Recorde as incidências da partida
Os Gunners aproximaram-se do primeiro título da Premier League em 22 anos, depois de Dowman também ter feito o cruzamento para Viktor Gyokeres finalmente desbloquear o marcador aos 89 minutos.
Dowman correu depois desde o interior do seu meio-campo para colocar a bola na baliza deserta, após o guarda-redes do Everton, Jordan Pickford, ter avançado para um canto nos descontos.
Com esse golo, estabeleceu um novo recorde como o mais jovem marcador da história da Premier League, com 16 anos e 73 dias.
Dowman já tinha batido recordes esta época, ao tornar-se o titular mais jovem de sempre do Arsenal e o jogador mais jovem de sempre na Liga dos Campeões, ambos quando ainda tinha 15 anos.
"Foi um momento fantástico, sobretudo pela forma como o golo foi construído. Tivemos 10 ou 15 segundos para realmente desfrutar do que estava prestes a acontecer", afirmou Arteta.
"Foi mágico, todo o banco e os jogadores juntos a saltar com os adeptos, foi um dia maravilhoso", acrescentou.
A vitória permitiu ao Arsenal abrir uma vantagem de 10 pontos sobre o Manchester City, que tem dois jogos em atraso, no topo da tabela.
No entanto, não foi a primeira vez esta época que os homens de Arteta estiveram sem criatividade até à entrada de Dowman a partir do banco, a 16 minutos do fim.
"Ele mudou o jogo sempre que tocou na bola. Fez acontecer e passámos a ser mais perigosos", acrescentou Arteta.
"Fazer isto com essa idade, neste contexto, com a pressão e as expectativas de vencer o jogo, não é nada normal", disse ainda.
"Para ele é natural. Não sente a pressão – isso é o melhor.
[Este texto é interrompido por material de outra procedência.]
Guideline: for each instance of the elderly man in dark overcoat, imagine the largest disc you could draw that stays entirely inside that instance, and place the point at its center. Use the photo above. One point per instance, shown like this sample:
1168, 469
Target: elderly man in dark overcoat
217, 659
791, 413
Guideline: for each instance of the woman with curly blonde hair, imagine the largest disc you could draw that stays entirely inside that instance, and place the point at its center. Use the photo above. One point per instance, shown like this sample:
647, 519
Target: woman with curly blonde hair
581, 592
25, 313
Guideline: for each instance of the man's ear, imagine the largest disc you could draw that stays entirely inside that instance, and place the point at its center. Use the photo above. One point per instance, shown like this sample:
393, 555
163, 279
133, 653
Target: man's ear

Faz o que sente e, com um talento assim, tenho a certeza de que coisas boas vão acontecer", elogiou Arteta.
Gyokeres também respondeu ao facto de ter sido preterido em favor de Kai Havertz.
O avançado sueco estava no sítio certo para encostar, depois de Pickford ter ficado fora de posição num cruzamento de Dowman e a bola ter ressaltado em Piero Hincapié para o caminho de Gyokeres.
A libertação da tensão dentro do Emirates Stadium ficou evidente na celebração efusiva de Arteta após ambos os golos, depois de 90 minutos de nervosismo.
Mas elogiou os seus jogadores por manterem a calma sob a pressão da luta pelo título.
"Há momentos em que temos de ser pacientes, porque com todo o domínio e a quantidade de remates que temos, quando não marcamos, a ansiedade vai crescendo", disse o treinador o espanhol.
"É preciso manter a compostura, ser incansável no desejo de vencer e provocar algo. A equipa teve espírito hoje", concluiu.